On Wednesday, August 28, 2019 at 12:10:56 AM UTC-5, Alex Harsanyi wrote:
> I am curious to know how you plan to comply with section 4.d of the LGPL, 
> which states that the users of your application must be able to replace the 
> LGPL "library" with a modified version of their own -- this means all the 
> racket packages that you use in your application (even the ones shipped 
> with Racket):

Excellent question. I don’t intend to comply with the LGPL.

My reasoning is as follows:

We know that a couple of years ago, Racket’s caretakers took steps to try 
to change Racket from LGPL to MIT+Apache.
We know that effort has effectively stalled out, with no definite 
explanation given as to why (as far as I know).

So either 
  a) Racket's caretakers have changed their minds and no longer agree that 
the license should be changed, OR
  b) Racket's caretakers have been unable to get all of the original 
copyright-holding contributors to sign off on the change, because of an 
inability to get a response or because some contributors have refused, or 
because the caretakers themselves haven't had time to finish the process, OR
  c) The whole process has been placed on hold because of external factors 
(such as deference to SFC standards/timing), OR
  d) The process is on track but we haven't been told yet. (Perhaps it’s 
very nearly done, perhaps it's being worked on mostly by people who don’t 
know we’re having this discussion, etc.)

I have ruled out (a) since in that case we would expect them to say the 
change is off and put the matter to rest.

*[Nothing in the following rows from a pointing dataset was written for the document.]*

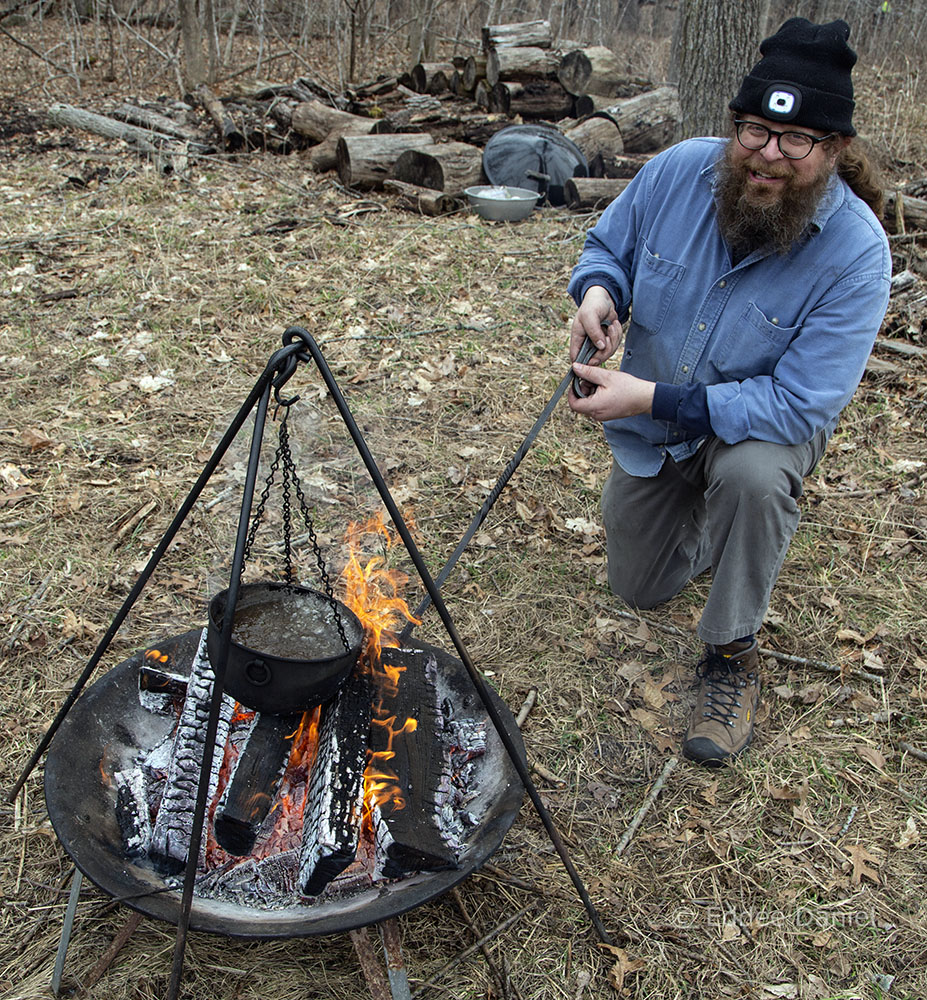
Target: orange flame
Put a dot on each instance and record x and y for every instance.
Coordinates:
(372, 593)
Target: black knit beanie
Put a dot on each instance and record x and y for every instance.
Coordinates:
(803, 77)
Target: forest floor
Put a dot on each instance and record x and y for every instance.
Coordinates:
(137, 313)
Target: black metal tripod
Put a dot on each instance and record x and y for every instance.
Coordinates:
(299, 346)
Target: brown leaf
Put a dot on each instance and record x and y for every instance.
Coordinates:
(870, 754)
(861, 859)
(623, 967)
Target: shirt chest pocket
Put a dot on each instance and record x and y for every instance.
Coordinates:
(752, 346)
(655, 284)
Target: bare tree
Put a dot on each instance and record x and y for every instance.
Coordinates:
(716, 43)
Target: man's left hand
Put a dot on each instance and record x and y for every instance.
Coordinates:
(617, 394)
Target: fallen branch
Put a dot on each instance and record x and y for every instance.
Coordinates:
(655, 790)
(525, 710)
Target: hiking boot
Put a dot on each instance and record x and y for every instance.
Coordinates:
(728, 696)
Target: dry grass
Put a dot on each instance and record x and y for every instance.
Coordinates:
(447, 337)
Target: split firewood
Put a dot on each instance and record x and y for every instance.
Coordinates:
(425, 201)
(366, 161)
(536, 34)
(593, 70)
(448, 166)
(530, 99)
(431, 78)
(520, 64)
(317, 121)
(233, 138)
(474, 69)
(590, 193)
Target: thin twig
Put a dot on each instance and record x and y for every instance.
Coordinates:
(498, 977)
(913, 751)
(467, 952)
(645, 807)
(525, 710)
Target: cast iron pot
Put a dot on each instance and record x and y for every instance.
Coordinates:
(266, 682)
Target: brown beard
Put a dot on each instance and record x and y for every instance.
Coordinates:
(749, 224)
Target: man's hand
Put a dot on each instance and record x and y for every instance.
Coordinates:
(597, 320)
(618, 394)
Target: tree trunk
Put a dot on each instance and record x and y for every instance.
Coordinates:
(590, 193)
(520, 64)
(649, 121)
(365, 161)
(595, 70)
(715, 46)
(317, 121)
(532, 99)
(195, 70)
(533, 34)
(449, 166)
(598, 135)
(431, 78)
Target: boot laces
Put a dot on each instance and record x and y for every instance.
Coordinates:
(724, 684)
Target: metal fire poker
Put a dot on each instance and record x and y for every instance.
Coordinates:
(299, 346)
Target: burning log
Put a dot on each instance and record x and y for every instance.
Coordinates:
(450, 167)
(365, 161)
(332, 818)
(174, 824)
(408, 828)
(252, 786)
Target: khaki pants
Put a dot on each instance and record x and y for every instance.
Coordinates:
(729, 508)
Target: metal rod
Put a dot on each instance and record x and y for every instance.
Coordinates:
(588, 349)
(66, 928)
(219, 670)
(208, 469)
(294, 334)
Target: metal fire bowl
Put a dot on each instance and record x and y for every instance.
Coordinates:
(107, 727)
(267, 683)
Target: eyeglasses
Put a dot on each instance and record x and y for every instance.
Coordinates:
(794, 145)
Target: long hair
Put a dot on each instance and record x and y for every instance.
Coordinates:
(857, 169)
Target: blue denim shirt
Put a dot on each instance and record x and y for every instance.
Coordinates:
(780, 341)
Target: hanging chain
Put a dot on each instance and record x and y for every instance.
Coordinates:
(289, 485)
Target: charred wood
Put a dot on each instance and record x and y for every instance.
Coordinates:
(252, 784)
(173, 826)
(450, 167)
(536, 34)
(331, 822)
(520, 64)
(365, 161)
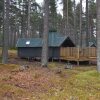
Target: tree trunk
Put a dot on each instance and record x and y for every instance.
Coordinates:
(5, 32)
(80, 34)
(87, 24)
(45, 34)
(98, 35)
(28, 22)
(75, 33)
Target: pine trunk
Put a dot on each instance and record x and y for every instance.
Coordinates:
(45, 34)
(98, 35)
(5, 32)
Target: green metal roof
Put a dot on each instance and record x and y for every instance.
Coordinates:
(55, 40)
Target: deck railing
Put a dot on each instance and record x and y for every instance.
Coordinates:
(68, 53)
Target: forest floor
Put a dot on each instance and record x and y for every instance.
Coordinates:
(52, 83)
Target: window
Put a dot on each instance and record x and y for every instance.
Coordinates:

If (b) or (c) or (d) is the case, then it remains that *most* of Racket’s 
key contributors still believe in, and fully intend to effect, a switch to 
a more permissive license. Which in turn means that an enforcement action 
(against a developer doing something that would be allowed under those more 
permissive terms) is vanishingly unlikely. The worst case would be a (b) 
situation where some contributors are refusing; even in that case, unless 
the contributors are themselves lawyers, the practical threat of an action 
would (I think?) be small.

Perhaps naively (IANAL), I am willing to be the guinea pig who will put 
these assumptions to the test by violating the terms of Racket’s current 
license. I’ve decided to make the test more interesting by announcing my 
intent here. I will let you all know if I receive any lawyer letters after 
release day. Any such letters would flush out who the recalcitrant 
contributors are and help us identify which portions of Racket need to be 
rewritten to allow the license change to proceed.